“我知道了!”
见得南宫浔应了自己的话,慕容雪倒也未在这件事情上继续多言。
这世上,许多道理她都看得恨透,有些事,并不是说放下就能放下的!
“六王府那边的事,你近来也不要想太多。外界传闻那人极其受宠,但有些事,并非如传闻中所说……”
听得六王府三个字,南宫浔低垂的眸总算是闪了闪,却也只有一瞬。
“嗯……”闷闷从鼻中抿了一个字出来,他便没有在闹着要走,乖乖躺回一旁的软榻之上。
手臂横在双眼之上,他突然觉得此刻心里很平静。
就如同七姐所说,他如今性子这样乖张狂妄,想来很不讨她喜欢。
从前在南宫府的时候,他不知她是女子,平日里没少变着方子为难她,还有几次差点没杀了她,可她却肯冒着性命危险救自己。后来发觉她是女子,他倒也未再向从前一样处处与她为难。再后来,他随她到了六王府,他又三番两次误解于她,她却还是肯愿意为了他以身涉嫌。
或许七姐说得对,人或许真的会为了旁人的一点点好动心用情!而她给他的好已经远远不止一点点。
要怎么办才好?他骄傲的心就像疯了一样!从什么时候起,每每隔些时日见不到他,他便觉得浑身不好!
这样的日子什么时候才是个头儿,而他什么时候才可以再见到她?
绣玉坊中南宫浔终是看清自己的心意,整个人煎熬思念加自责。而位于另一条街上的天香苑中此刻也算不得寂静。
“公子,近来您总也茶饭不思,可是有什么心事?”洛言不及凌萧心细,并未瞧出南宫九与宫酒便是一人,只心中暗自疑惑,自狩猎大会回来之后,他家公子便很有些心不在焉。

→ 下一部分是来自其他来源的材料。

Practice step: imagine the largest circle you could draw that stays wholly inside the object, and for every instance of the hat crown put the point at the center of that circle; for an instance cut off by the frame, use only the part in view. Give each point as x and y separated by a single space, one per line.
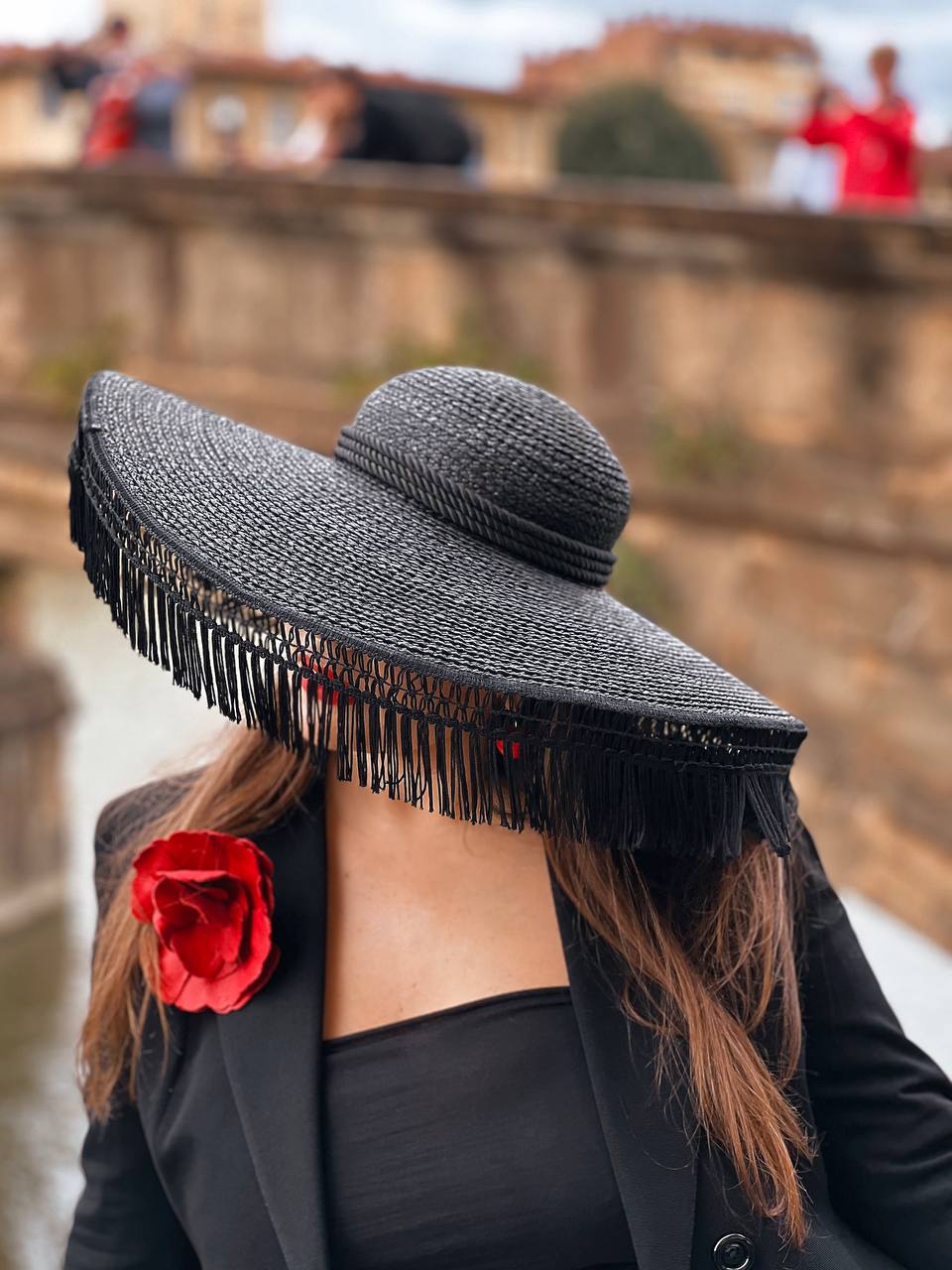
507 441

凌萧还在想着那天在狩猎场上的情形,想着那一日南宫九见到他时眼中的震惊。
后来,得知送出去的风铃被拒,他便大约猜得到原因。他与他来来回回见得次数不多,但他给他的感觉十分特别,不似一般的男子,眼中总有些神采跳跃,很吸引人,尤其是他这样要将情绪埋在心底的人。
再后来他驱马跟在他身后,终是见得他与六王府中的那位之间很有些不寻常,说不上哪里不寻常。
或许是久而久之的优越感作祟,他突然就有些气他拒了自己的风铃,竟也头脑发热去搅那场比赛。
同样是皇子,凭什么他看那人的时候就比他多?
那样可笑的情绪他已经很久没有生出过了,可那一日,他竟想要随心所欲一回,未料却促成了后来的事。
他那时看得清楚,若非他与璃国的那位搅了进去,六王府的那人必不会放他离去!